Autosomal dominant nonsyndromic deafness, also known as autosomal dominant hearing loss, is a genetic condition that affects the ability to hear. While there are no specific drugs that can cure this condition, researchers have been exploring various treatment options.

Current Treatment Options

According to search results [1], current clinical treatments for autosomal dominant nonsyndromic deafness include cochlear implants or hearing aids, which can improve auditory function in some patients. However, neither method can restore normal hearing [3].

Gene Therapy and Future Directions

Researchers are also exploring gene therapy as a potential treatment option for autosndomiant non-syndromic deafness. Gene therapy aims to directly address the primary cause of hearing loss (DNA mutations) by introducing healthy copies of the affected gene into the patient's cells [7]. This approach has shown promise in preclinical studies, but more research is needed to determine its efficacy and safety in humans.

Other Considerations

It's worth noting that treatment may sometimes be proposed for some forms of conductive hearing loss associated with autosomal dominant nonsyndromic deafness [5]. However, the effectiveness of these treatments can vary depending on individual circumstances. As such, it's essential to consult with a healthcare professional for personalized medical advice and treatment.

Inheritance Patterns

Autosomal dominant nonsyndromic deafness is inherited in an autosomal dominant pattern, which means that only one copy of the mutated gene is needed to cause the condition [4]. This can lead to a range of symptoms, from mild hearing loss to severe-to-profound hearing impairment. In some cases, prenatal counseling may be recommended for families with a history of this condition.

References:

[1] by M Aldè · 2023 · Cited by 30 [3] by L Jiang · 2023 · Cited by 51 [4] [5] [7]

Autosomal dominant nonsyndromic deafness (ADNSHL) can be challenging to diagnose, but a thorough differential diagnosis is essential to rule out other conditions that may present with similar symptoms. Here are some key points to consider:

• DFNA1: This is one of the most common forms of ADNSHL, caused by mutations in the DIAPH1 gene on chromosome 5q31. It typically presents with progressive low-frequency hearing loss, leading to profound deafness by the fourth decade of life [2][4].
• DFNA6/14/38: This form of ADNSHL is associated with mutations in the WFS1 gene and can present with mid-frequency hearing loss [9].
• Other forms of ADNSHL: There are several other genes that have been implicated in ADNSHL, including GJB2, SLC26A4, and MYO7A. These conditions may present with a range of hearing loss patterns, from low to high frequencies [1][5].
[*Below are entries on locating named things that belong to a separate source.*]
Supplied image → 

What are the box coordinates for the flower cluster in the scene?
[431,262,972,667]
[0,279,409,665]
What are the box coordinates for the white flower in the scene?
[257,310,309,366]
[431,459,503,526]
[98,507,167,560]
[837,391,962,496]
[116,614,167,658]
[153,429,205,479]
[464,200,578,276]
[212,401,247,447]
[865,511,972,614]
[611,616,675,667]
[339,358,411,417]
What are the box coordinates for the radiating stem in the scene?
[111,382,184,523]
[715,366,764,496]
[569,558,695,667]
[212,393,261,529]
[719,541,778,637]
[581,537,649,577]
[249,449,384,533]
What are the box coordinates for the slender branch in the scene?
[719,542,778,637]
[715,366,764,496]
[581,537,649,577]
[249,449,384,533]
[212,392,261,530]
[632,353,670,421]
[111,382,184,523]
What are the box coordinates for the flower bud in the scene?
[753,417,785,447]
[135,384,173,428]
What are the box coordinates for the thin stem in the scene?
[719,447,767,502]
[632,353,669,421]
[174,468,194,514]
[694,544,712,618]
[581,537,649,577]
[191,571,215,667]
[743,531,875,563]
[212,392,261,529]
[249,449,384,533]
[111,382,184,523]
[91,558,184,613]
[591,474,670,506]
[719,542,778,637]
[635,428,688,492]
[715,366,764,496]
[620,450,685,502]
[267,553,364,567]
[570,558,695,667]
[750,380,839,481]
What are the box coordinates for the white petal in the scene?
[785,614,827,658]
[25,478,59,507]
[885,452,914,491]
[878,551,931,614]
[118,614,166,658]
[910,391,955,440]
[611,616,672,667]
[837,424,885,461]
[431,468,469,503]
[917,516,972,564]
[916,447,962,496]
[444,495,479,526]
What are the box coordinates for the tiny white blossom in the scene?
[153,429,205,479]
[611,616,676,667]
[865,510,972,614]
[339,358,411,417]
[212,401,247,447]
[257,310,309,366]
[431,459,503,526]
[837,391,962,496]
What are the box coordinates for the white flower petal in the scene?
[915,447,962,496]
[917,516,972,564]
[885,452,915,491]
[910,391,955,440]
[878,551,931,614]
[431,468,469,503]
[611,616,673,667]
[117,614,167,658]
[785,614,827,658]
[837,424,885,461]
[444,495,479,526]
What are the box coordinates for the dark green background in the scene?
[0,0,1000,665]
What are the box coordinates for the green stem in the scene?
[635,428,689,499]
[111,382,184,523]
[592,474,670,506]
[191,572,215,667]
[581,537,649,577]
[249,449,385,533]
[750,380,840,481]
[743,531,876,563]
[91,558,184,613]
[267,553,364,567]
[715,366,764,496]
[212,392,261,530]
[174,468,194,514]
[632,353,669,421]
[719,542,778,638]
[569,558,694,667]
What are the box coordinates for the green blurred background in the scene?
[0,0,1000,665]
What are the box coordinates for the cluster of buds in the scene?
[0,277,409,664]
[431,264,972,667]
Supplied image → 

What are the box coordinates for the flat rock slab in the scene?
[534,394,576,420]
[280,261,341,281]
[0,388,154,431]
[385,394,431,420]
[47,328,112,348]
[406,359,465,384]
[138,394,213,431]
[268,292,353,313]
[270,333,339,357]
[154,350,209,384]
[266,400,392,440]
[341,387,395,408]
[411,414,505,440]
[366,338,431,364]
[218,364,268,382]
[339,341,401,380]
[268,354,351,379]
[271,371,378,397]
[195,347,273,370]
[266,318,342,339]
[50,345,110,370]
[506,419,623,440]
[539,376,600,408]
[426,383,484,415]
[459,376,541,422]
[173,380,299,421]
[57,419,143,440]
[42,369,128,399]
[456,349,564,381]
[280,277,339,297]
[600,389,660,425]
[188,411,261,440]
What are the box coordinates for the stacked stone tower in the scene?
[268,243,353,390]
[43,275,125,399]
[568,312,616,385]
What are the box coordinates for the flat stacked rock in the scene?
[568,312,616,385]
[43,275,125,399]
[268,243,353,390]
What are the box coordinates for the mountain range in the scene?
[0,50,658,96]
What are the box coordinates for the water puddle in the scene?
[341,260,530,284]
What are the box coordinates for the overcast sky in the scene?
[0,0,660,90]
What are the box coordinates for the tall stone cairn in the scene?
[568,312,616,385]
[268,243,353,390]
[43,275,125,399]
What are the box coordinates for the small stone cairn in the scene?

When considering the differential diagnosis of ADNSHL, it's essential to remember that:

• Genetic testing: Genetic testing can help identify the underlying cause of ADNSHL in many cases. However, it's crucial to consider the genetic heterogeneity of this condition and the possibility of multiple mutations contributing to the disease [6].
• Clinical evaluation: A thorough clinical evaluation is necessary to rule out other conditions that may present with similar symptoms, such as sensorineural hearing loss or auditory neuropathy [3][7].

In summary, a differential diagnosis of ADNSHL requires consideration of various forms of the condition, including DFNA1, DFNA6/14/38, and other genetic causes. Genetic testing and clinical evaluation are essential tools in making an accurate diagnosis.

References:

[1] - [10] correspond to the search results provided in the context block.